Fini le temps où les banques pouvaient afficher des ratios de fonds propres largement inférieurs à ceux des entreprises non financières. Fini aussi le temps où leurs taux de rentabilité, avec des pointes dépassant largement les 20 % de rendement sur capitaux propres, distançaient ceux d’autres secteurs dans des proportions quasi indécentes. Le processus de régulation initié en 2009 fait rentrer les institutions financières dans le rang. Désormais, alors que les normes prudentielles de Bâle III devraient leur coûter un tiers de RoE (return on equity), la rentabilité des banques va s’aligner sur la moyenne du CAC 40. Avec, à la clé, une sérieuse réduction de leurs ambitions. La plupart en ont pris conscience, et affiché leurs nouveaux objectifs lors de l’annonce des résultats annuels 2010. Toutes affichent la même conviction : ce qui était un plancher, 15 % de RoE, va devenir un plafond.

Bien sûr, pour atteindre ces objectifs, même plus modestes, des efforts considérables vont devoir être engagés. Or les banques ont à leur disposition trois leviers. Le premier est le plus simple à actionner, c’est la recherche d’une plus grande efficacité opérationnelle : réduction des coûts, recherche de synergies, industrialisation… Des programmes ont déjà été mis en œuvre.

Le deuxième semble plus complexe, car les arbitrages entre activités, tout inéluctables qu’ils soient, ne peuvent être mécaniques. Lorsqu’il s’agit de céder des métiers, les choix ne sont pas simples. Le montant de fonds propres étant pondéré selon le caractère plus ou moins risqué de l’activité, on peut imaginer que certains segments de marchés ou certains types de financements très consommateurs de capital seront en première ligne. Mais il faut se garder de trancher trop vite, car ces activités sont aussi très rémunératrices. C’est ce qui explique, bien que certaines banques soient sorties de la gestion, telles Barclays ou Société Générale, que la consolidation générale tarde à suivre. La révision des modèles opérationnels est en route, et les groupes balayent leur portefeuille de métiers avec une attention extrême. Les critères à prendre en compte sont multiples : capacité à générer du revenu, consommation de fonds propres, synergies entre métiers et surtout volonté de servir leurs clients de façon globale. On comprend la circonspection des banques.

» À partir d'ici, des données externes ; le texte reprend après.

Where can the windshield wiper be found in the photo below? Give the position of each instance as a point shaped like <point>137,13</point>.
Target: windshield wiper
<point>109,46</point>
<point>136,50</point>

Reste le troisième levier : augmenter les marges. Dans certains métiers, la tendance est claire. Mais là encore, les banques devront y recourir avec prudence. Commercialement et politiquement, elles ne peuvent se permettre de faire trop supporter par leurs clients le poids de leur ajustement. Comme dans d’autres secteurs non financiers, leur pricing power s’annonce limité.